# No Performance Gain after Y=Pipe install



## dapinoy (Jun 27, 2005)

I had a Warpspeed Y-Pipe installed this past weekend at a local mufller shop. In the last couple of days, I honestly do not feel any difference at all performance wise. 

Things I have checked or should not be the problem:

New Fuel Filter
Knock Sensor replaced 9 months ago
I always use Chevron 91 Octane gas
Throttle Body cleaned about 6 months ago
No Check Engine light
No Codes on ECU
The only other mod I have is a cone intake filter

The pipe itself is quiet, almost as quiet as stock. No "bees in the can" sounds as others might have experienced. 

Maybe I need a tuneup?


----------



## Matt93SE (Sep 17, 2003)

how many miles have you driven since you had it installed?
it can sometimes take up to 300 miles before the ECU will adjust.


----------



## dapinoy (Jun 27, 2005)

Matt93SE said:


> how many miles have you driven since you had it installed?
> it can sometimes take up to 300 miles before the ECU will adjust.

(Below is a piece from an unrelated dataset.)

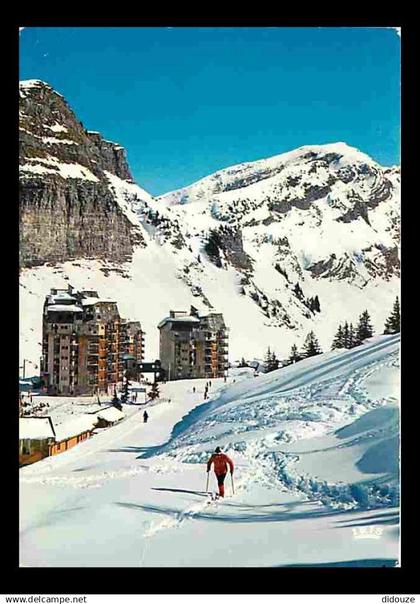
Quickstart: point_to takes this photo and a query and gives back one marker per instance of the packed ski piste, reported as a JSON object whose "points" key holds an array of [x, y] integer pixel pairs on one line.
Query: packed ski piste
{"points": [[297, 467]]}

I have driven it about 100 miles. 

Maybe you're right. Maybe it will take some more time for the ECU to adjust. I will check back in a couple of days.


----------



## brianw (Feb 25, 2004)

Also, keep in mind that a y-pipe is usually less than a 10% increase in horsepower and torque, which is not very much for many people's butt dynos. Often the biggest thing I have noticed with a y-pipe installation is that the car does not feel any faster, but the acceleration feels _smoother_.


----------



## MDeezy (Aug 7, 2004)

also the y-pipe's gains are most felt in the upper rpms around 3.5K and up. Below you wont really feel it as the air flow isnt as restirctive as when you at higher revs. 


also ecu needs time to adjust, taking the terminal off the battery could help speed the process.


----------



## dapinoy (Jun 27, 2005)

OK, it has been close to 200 miles since the install. I think I am starting to feel a difference now, but I was still expecting a bit more. This is based on comments people have made on various Maxima forums and sites on the Internet, saying a Y-Pipe is the best bang for the buck mod, makes a noticeable difference in power(18-20hp), etc, which is why I got it.

My car(97) is an automatic, so maybe a Y-Pipe makes a greater difference on manuals, since as one poster has mentioned, the power is felt over 3500 rpm.

Thanks to all that responded. I initially felt I wasted $200 on this pipe...


----------



## brianw (Feb 25, 2004)

A y-pipe most definitely is not 18-20hp, be it crank or whp... a few freak cars do seem to make that much with an intake/y-pipe combination, but most make more like 10-15fhp/10-15fwtq...


----------